Something doesn’t smell right in Lynchburg, Virginia, home of Liberty University and its controversial president, Jerry Falwell Jr. According to a September report in Politico:

“Everybody is scared for their life. Everybody walks around in fear,” said a current university employee who agreed to speak for this article only after purchasing a burner phone, fearing that Falwell was monitoring their communications…. “Fear is probably his most powerful weapon,” a former senior university official said.

Politico also reported that many Falwell confidants are concerned that tuition money is going “into university-funded construction and real estate projects that enrich the Falwell family and their friends,” going on to detail a number of examples.

Days later, further glimpses of Falwell’s leadership character emerged when Reuters quoted leaked emails in which he called some students “social misfits,” called the school’s police chief a “half-wit and easy to manipulate,” and said students trying to avoid Liberty parking fees were egg-sucking “dogs.”

There is plenty in the reports for Falwell and defenders to argue with. Many accusations were based on anonymous sources, and allegations of financial misconduct, to the degree there is any, of course must be borne out by impartial investigations and credible evidence.

Still there is an odor in the air. Falwell doesn’t emphasize that he is innocent but that, “In the end, they [his accusers] are going to look like fools.” He believes the entire affair is about power. He told CNN: “I think it’s all a political-based attack by people who wanted to run the school for themselves.”

That makes sense, given how Falwell has understood his role at Liberty. “I have never been a minister,” Falwell once tweeted. “UVA-trained lawyer and commercial real estate developer for 20 yrs.” Noting his financial and construction accomplishments at Liberty, he said others keep Liberty strong spiritually, but “my job is to keep LU successful academically, financially and in athletics.”
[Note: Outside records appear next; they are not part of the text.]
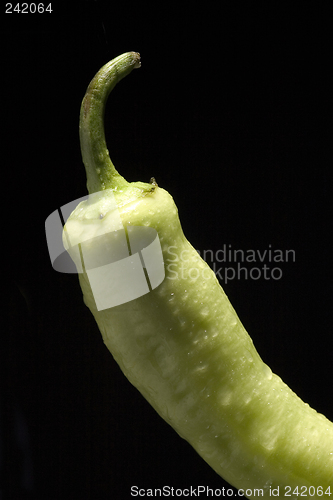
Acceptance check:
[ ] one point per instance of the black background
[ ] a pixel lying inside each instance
(231, 112)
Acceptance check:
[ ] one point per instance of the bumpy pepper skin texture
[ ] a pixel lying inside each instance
(183, 346)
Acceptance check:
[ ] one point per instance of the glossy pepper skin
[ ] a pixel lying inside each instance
(182, 344)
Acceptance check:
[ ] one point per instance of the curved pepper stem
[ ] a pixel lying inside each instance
(101, 173)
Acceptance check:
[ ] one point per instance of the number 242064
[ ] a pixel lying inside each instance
(25, 8)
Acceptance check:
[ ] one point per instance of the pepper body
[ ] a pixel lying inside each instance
(184, 348)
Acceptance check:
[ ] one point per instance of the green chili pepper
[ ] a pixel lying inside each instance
(182, 344)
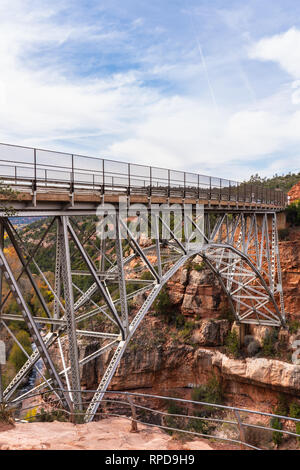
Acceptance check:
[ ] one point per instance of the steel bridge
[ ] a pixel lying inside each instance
(98, 260)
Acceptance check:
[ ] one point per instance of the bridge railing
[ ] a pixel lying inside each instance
(250, 429)
(38, 168)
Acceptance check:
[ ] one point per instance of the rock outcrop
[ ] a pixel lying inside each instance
(294, 193)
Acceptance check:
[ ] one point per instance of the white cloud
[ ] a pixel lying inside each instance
(41, 105)
(283, 49)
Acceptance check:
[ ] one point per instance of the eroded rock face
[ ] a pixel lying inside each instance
(211, 333)
(294, 193)
(197, 293)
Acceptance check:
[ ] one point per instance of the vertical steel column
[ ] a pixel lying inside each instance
(69, 311)
(57, 280)
(121, 275)
(1, 286)
(279, 273)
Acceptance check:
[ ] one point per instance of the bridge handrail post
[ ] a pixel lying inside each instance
(150, 190)
(241, 429)
(34, 182)
(72, 175)
(134, 427)
(128, 174)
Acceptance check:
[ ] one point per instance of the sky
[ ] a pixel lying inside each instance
(207, 86)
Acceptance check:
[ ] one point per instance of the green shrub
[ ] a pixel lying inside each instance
(283, 234)
(163, 305)
(294, 410)
(211, 392)
(49, 416)
(293, 326)
(232, 343)
(295, 413)
(198, 425)
(268, 346)
(6, 414)
(199, 266)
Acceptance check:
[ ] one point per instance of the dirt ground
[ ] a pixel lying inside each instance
(108, 434)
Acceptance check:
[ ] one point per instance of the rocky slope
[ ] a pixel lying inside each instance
(109, 434)
(294, 193)
(164, 358)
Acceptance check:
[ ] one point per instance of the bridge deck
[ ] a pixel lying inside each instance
(47, 180)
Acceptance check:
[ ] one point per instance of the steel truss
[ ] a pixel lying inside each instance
(240, 248)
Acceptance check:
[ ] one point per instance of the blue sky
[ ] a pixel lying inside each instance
(207, 86)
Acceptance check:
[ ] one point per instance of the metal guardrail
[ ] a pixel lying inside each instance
(38, 168)
(178, 422)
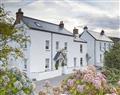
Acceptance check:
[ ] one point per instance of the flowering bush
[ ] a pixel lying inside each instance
(88, 82)
(14, 82)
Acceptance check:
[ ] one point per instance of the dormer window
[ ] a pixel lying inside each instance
(38, 24)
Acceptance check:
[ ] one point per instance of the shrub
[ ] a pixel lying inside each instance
(88, 82)
(112, 57)
(14, 82)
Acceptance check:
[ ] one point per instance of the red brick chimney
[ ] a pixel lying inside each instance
(61, 25)
(19, 16)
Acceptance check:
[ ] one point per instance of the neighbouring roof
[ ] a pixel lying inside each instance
(97, 36)
(79, 40)
(45, 26)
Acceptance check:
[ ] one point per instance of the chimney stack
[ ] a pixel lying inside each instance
(61, 25)
(19, 16)
(85, 28)
(102, 32)
(75, 32)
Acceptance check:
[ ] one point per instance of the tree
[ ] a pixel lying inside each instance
(10, 34)
(112, 58)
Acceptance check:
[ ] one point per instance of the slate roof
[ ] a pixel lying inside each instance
(97, 36)
(79, 40)
(45, 26)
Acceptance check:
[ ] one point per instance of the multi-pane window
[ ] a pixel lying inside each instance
(47, 44)
(66, 45)
(57, 45)
(104, 46)
(109, 46)
(75, 61)
(100, 46)
(81, 48)
(81, 61)
(25, 63)
(100, 57)
(47, 64)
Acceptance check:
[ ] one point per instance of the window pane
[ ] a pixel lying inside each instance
(81, 48)
(75, 63)
(47, 44)
(57, 45)
(81, 61)
(47, 64)
(66, 45)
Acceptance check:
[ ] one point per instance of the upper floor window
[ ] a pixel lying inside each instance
(100, 57)
(81, 48)
(66, 45)
(57, 45)
(109, 45)
(47, 63)
(81, 61)
(100, 46)
(104, 46)
(75, 61)
(47, 44)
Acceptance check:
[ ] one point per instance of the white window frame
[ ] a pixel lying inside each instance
(47, 44)
(47, 64)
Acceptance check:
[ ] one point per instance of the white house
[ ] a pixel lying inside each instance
(50, 45)
(97, 44)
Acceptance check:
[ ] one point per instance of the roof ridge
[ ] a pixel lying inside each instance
(40, 20)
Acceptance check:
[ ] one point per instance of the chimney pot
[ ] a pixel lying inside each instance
(19, 16)
(61, 25)
(75, 31)
(102, 32)
(85, 28)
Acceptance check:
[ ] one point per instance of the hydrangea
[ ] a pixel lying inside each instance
(88, 82)
(15, 82)
(18, 85)
(5, 78)
(80, 88)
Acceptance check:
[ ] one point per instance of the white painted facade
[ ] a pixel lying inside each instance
(96, 47)
(38, 54)
(46, 39)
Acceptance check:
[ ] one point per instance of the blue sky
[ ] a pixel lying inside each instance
(96, 14)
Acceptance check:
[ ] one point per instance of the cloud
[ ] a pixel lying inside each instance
(96, 14)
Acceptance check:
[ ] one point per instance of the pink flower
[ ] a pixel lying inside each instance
(88, 78)
(80, 88)
(97, 83)
(70, 82)
(119, 82)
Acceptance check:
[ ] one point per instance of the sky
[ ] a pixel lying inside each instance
(97, 15)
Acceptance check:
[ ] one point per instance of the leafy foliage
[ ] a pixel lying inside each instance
(10, 34)
(112, 57)
(88, 82)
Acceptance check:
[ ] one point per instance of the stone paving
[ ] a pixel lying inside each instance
(53, 81)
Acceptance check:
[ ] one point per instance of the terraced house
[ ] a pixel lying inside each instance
(98, 44)
(53, 50)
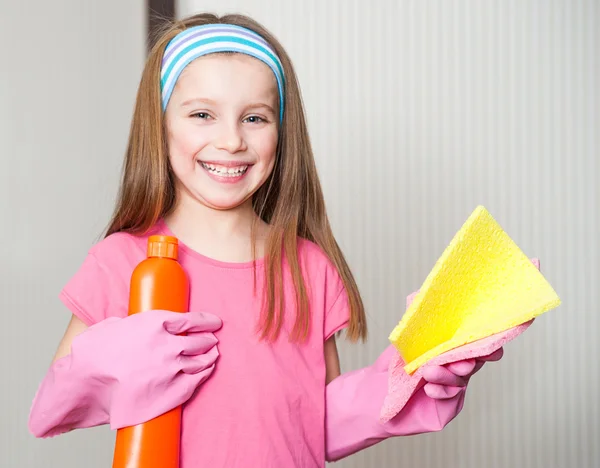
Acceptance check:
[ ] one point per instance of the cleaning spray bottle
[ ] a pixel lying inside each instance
(158, 282)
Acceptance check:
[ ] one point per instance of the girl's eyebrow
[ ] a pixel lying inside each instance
(189, 102)
(258, 105)
(210, 102)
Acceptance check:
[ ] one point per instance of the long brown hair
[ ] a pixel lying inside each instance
(291, 200)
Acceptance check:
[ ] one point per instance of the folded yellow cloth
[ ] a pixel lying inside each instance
(481, 285)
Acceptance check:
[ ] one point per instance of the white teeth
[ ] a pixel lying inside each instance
(225, 171)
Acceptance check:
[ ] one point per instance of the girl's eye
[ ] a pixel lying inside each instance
(254, 119)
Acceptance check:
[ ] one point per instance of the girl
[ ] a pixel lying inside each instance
(219, 156)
It’s reminiscent of many pastoral job descriptions today. One prominent megachurch seeking a senior pastor recently posted that the successful candidate would wear the “dual hats” of pastor and CEO. Not much was said about what they mean by pastor. But regarding the CEO part: “This leader will … fan the flames of [the church’s] DNA of boldness, innovation, and creativity.”

Such job descriptions have become ubiquitous. Whether at Christian universities, evangelical nonprofits, or local churches, we’ve fallen head over heels for the entrepreneurial leader. We talk the talk of servant leadership but walk the walk of “Gentile rulers” who “lord it over” others (Mk. 10:42). We’re infatuated with men and women who can grow influence and finances. We want “movers and shakers” who can “make a difference.” We hire not for humility and service, but for boldness, innovation, and creativity. Big is beautiful.

Maybe it’s time for us to put the pastoral dimension of all Christian leadership in the driver’s seat and let the CEO dimension sit in the back. Yes, every organization needs to be financially stable, and it takes men and women with business savvy to make that happen. One great gift of evangelical faith is its entrepreneurial nature and ability to raise up and empower dynamic leaders to jump-start effective missional enterprises that really do change lives.

But this gift becomes a curse if we fail to appreciate that our dynamic, gifted, innovative leaders are also sinners. When it comes to handling power, they are weak. When it comes to wisdom, they can be mighty foolish. The Hall of Infamy grows: Mark Driscoll, C. J. Mahaney, Bill Hybels, James MacDonald, Tullian Tchividjian—dynamic, gifted, movers and shakers who exploded on the scene with wonderful ministries that blessed tens of thousands. But along with their boards, they forgot about the biblical qualifications for leadership:

“Now the overseer [Christian leader] is to be above reproach, faithful to his wife, temperate, self-controlled, respectable, hospitable, able to teach, not given to drunkenness, not violent but gentle, not quarrelsome, not a lover of money…. He must also have a good reputation with outsiders, so that he will not fall into disgrace and into the devil’s trap” (1 Tim. 3:2-3, 7).

How uncanny that our Hall of Infamy displays vices that are the mirror opposite of these leadership virtues: lacking self-control, violent, quarrelsome, lovers of money.

How refreshing and healthy it would be if verses like these were pasted into our leaders’ job descriptions, and more importantly, into their lives.

Mark Galli is editor in chief of Christianity Today.